Alyce Garner, a first-time home buyer in 2002 in a new development in Columbus, Ohio, paid extra upfront to get a below-market rate on a mortgage that she could afford. The rate started at 4.7 percent. It was raised one percent in each of the next three years and was finally fixed at 7.7 percent-nearly two percent higher than the rate for the best qualified buyers.

“They got me in the house by making it affordable, but didn’t include taxes or homeowner’s association fees,” Garner said. She’s holding on and believes she can keep her house. She knows others who went for affordable subprime deals who are not as fortunate. “People in my neighborhood lost their homes because they couldn’t afford them when the payments went up,” Garner said. When there are several homes in a neighborhood that are in foreclosure, it brings down the value of the houses in that area. This can make it difficult and more economically painful for people to sell their homes if they find themselves in a situation where they can no longer afford their homes.

“I knew I was getting a raise every year, so it wouldn’t make a big difference when my mortgage payment increased,” Garner said. “I’ve also been working on improving my credit score so I can refinance at a lower rate, but there is a pre-payment penalty, so I don’t know if that would even make a difference in the long run.” Subprime customers are people who have blemished credit records. They usually do not qualify for the lowest interest rates prime because lenders judge them more likely to default on a loan. Consequently, they pay more to get a loan and they tend to pay more over the life of a loan.

From 2002 to 2004 mortgage rates were at record lows and lenders were competing to make loans. People were buying homes and first-time home buyers were lured into adjustable rate mortgages with low “teaser” rates. Sometimes they were not fully informed of the impact rising interest rates would have on their mortgage payments. Also, some loan products such as interest only loans make it virtually impossible for homeowners to make payments on the principal.

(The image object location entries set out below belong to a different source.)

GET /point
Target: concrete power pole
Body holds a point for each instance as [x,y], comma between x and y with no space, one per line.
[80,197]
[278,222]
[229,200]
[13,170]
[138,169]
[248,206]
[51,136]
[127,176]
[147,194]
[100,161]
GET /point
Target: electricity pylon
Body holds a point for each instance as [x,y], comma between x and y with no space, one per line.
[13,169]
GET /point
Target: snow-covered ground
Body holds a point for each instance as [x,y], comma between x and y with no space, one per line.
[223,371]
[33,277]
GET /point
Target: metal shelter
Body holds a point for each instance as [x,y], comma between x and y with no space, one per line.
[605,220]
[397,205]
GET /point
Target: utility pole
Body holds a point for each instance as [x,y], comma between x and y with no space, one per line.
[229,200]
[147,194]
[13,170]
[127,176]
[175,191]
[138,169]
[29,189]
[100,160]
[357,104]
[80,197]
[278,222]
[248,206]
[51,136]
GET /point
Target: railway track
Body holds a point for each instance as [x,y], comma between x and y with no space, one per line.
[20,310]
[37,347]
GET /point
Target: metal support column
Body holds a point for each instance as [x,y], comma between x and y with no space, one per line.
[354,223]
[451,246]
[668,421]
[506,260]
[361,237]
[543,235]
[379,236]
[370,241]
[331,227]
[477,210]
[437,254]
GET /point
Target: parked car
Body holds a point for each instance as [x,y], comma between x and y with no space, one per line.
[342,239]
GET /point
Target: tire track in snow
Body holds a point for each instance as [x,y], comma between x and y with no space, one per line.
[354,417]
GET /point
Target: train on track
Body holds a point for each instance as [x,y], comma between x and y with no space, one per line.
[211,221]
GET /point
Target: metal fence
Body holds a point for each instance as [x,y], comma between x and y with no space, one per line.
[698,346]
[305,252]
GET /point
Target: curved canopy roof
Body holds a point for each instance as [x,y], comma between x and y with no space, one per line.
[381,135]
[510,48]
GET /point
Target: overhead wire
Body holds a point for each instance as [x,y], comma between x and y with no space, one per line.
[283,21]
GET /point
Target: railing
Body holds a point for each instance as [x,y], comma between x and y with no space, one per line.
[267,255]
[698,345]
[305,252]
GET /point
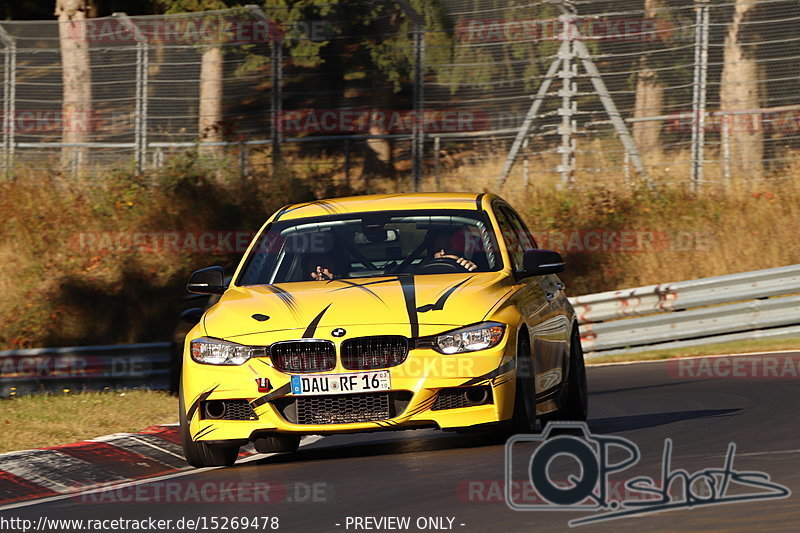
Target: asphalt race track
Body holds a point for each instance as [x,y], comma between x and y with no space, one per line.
[329,484]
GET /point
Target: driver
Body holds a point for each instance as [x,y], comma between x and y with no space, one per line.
[449,244]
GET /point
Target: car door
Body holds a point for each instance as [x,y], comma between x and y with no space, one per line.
[549,324]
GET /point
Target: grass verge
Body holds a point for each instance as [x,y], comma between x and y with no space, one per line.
[53,419]
[755,345]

For young adults, home ownership has been a top priority. Many first-time buyers are weary of paying rent and are more inclined to buy a home and build equity as a step toward accumulating wealth.

Juan Jones, a real estate agent at Valley Real Estate in Westerville, Ohio, says the most important advice for first- time buyers is to make sure they’re comfortable with the monthly payments and get a fixed rate. “Buying a house is the most expensive thing one will purchase,” Jones said. “It’s important to do your homework and get what you can really afford.”

Like Garner, Jones states that many people are offered an opportunity to pay extra upfront to get into a house that may not be the most sensible deal for them.

“People are trying to get into houses without putting any money down,” Jones said. “Ultimately what’s important is that the buyer looks out for reputable mortgage brokers and also looks out for the closing cost.”